Is It Miller Time for the Mariners?
The Mariners won’t see utility man Brad Miller in their upcoming series with Tampa. The former Mariner was DFA’d by the Rays Thursday morning. Is a reunion with Miller a possibility for the M’s?
The answer is… maybe. Does it make sense? Maybe not.
One of the biggest themes of Scott Servais and Jerry Dipoto’s Mariners regime has been playing it safe. Whether it be how they draft or acquire Major League talent or the way they play on the field and manage a game, the Mariners usually prefer to take the safest route there.
Brad Miller is not safe. There’s a reason he’s one of the first of many players that Jerry Dipoto has traded since 2015.
It’s mainly his defense. Miller has played everywhere in the field in his career, other than pitcher and catcher, and has been a liability at every position. In 2018, the Rays stuck him at first for the majority of games. He had three errors.
FanGraphs currently has him as a -4.1 defensive player. When acquiring a utility player, you’re valuing their defense over their offense. Why get a guy to play every position when he can’t play any of them well?
When getting a player like Miller, it’s for his bat. After slumping in 2017, Miller is hitting a 107 wRC+ clip.
The power numbers have slipped, though. In his first season with Tampa in 2016, Miller hit 30 home runs in 152 games. Since then, he’s hit just 14 in 158 games over the span of 2017 and the first two months of 2018.
Alas, he still adds a solid left-handed presence to a roster with only four lefties and one switch-hitter. The latter would likely be the player Miller replaces in a hypothetical acquisition: Andrew Romine.
Ask most Mariners fans who they would rather have in this case; Miller or Romine? You’d find that nearly all of them would quickly say Miller without a doubt. I don’t see it that black and white.
Miller and Romine are on the complete opposite sides of the spectrum from one another. Miller brings you a nice bat but is atrocious defensively. Romine gives you a nice glove and flexibility in the field but is almost an automatic out at the plate.

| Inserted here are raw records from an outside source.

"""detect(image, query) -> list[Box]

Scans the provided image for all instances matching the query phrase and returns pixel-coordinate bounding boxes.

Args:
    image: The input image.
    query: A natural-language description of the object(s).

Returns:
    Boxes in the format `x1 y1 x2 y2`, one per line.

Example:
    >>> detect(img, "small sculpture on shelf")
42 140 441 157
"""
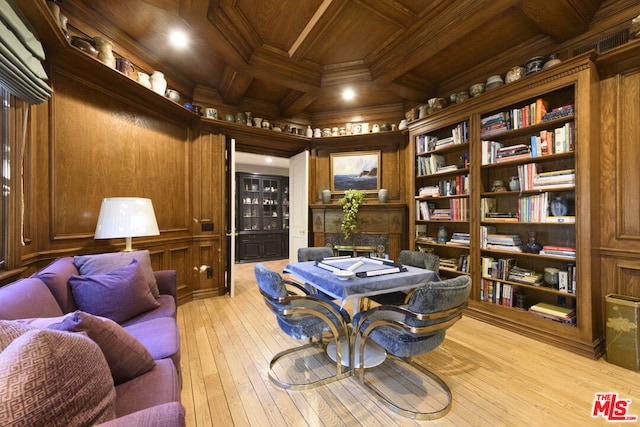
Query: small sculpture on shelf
524 231 542 254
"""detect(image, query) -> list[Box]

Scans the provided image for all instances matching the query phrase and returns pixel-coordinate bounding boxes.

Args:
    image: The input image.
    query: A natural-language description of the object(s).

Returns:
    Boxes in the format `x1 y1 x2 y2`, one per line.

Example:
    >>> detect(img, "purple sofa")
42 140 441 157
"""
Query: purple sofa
0 251 185 427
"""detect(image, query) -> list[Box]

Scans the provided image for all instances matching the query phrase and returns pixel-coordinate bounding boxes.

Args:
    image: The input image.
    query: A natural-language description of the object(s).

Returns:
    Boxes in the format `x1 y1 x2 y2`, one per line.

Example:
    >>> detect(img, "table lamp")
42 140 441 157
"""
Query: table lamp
94 197 160 252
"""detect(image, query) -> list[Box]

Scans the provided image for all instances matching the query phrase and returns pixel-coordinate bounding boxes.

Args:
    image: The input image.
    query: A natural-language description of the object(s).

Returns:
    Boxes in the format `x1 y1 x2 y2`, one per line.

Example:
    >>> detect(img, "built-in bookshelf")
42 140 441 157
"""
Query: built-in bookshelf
413 119 471 276
409 55 602 357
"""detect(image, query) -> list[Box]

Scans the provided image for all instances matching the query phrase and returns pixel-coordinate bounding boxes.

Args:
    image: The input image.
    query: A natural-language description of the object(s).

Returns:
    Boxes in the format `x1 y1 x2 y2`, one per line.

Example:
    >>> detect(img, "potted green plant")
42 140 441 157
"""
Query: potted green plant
338 189 365 240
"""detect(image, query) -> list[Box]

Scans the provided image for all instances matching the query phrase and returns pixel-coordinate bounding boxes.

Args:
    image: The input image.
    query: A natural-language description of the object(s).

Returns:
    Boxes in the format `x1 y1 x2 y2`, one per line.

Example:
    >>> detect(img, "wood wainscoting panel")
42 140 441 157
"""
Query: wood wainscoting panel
164 245 195 304
615 70 640 243
49 72 191 240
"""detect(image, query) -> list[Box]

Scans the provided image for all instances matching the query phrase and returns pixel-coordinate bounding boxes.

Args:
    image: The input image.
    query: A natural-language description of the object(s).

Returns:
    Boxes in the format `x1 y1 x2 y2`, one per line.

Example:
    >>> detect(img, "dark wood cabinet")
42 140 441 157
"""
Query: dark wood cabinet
236 173 289 262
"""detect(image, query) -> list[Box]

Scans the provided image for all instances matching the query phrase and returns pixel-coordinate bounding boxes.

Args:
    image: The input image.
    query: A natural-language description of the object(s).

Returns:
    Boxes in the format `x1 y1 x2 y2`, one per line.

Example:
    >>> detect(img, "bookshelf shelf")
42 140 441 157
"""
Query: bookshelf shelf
407 55 603 357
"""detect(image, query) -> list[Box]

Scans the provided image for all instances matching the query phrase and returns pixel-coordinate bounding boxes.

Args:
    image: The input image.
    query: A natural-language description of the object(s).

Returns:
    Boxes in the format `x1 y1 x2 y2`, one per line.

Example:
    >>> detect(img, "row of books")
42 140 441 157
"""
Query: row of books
481 122 575 165
531 122 575 157
416 175 469 199
416 197 469 221
517 163 576 191
480 256 516 280
480 98 573 138
415 121 469 154
480 196 576 223
511 98 549 129
480 279 520 307
529 302 576 325
540 245 576 259
480 232 522 252
447 232 470 247
440 254 469 273
518 193 549 222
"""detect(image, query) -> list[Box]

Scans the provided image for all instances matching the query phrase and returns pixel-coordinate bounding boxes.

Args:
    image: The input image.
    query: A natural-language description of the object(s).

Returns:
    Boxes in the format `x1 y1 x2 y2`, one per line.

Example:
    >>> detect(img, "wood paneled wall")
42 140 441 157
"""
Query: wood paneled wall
598 58 640 330
16 64 225 302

Replacing Romine with Miller would immediately give you an uptick in wRC+ from the utility spot by 92 points. However, every night you run the risk of falling victim to one of Miller’s infamous errant throws to first.
Remember what I said earlier? The ability you focus on the most with a utility man is their glove.
Romine has the glove. Say what you want about Romine and his 15 wRC+, he’s been able to fill in at multiple spots and not be a liability. He’s also been a solid pinch-runner and helped the Mariners score runs late in games.
Don’t get me wrong, I don’t think Romine should be on this team past the July 31st trade deadline. There are better utility players who should be available that will give you similar defense and actually be able to hit the ball.
You don’t have to settle for Miller, but acquiring him also wouldn’t be the worst thing in the world.
Perhaps the biggest positive of reacquiring Miller would be to give Healy an off-day or two a week. Healy is slumping pretty hard right now and that could be due to fatigue from playing virtually every day.
With Healy still learning how to play the first base position, you don’t sacrifice too much by putting Miller there. In fact, Healy has the same exact defensive grade (-4.1) as Miller. Miller has a 115 wRC+ against RHP. Healy has a 111 wRC+. A platoon might make sense.
Offensively, Miller would give you a left-handed bat with power and speed, creating some interesting matchup possibilities.
Usually, I don’t like to speculate about every single player that gets DFA’d or released and link them to the Mariners. I find it very annoying when casual Mariners do that. I’m writing this article because it actually feels very plausible. Even Ryan Divish of the Seattle Times has heard that the Mariners were interested in Miller, perhaps during the Colome and Span talks.
As Divish mentioned, the Mariners may only make a play of Miller if he clears waivers and is released. With limited money to spend in July, assuming roughly half of Miller’s $4.5 million owed this year is not something that’s ideal for the M’s.
Next: Trade a Day: Mariners Reunion with Former Outfielder?
This is definitely a “wait and see” situation. It’s something to keep an eye on for the next few days.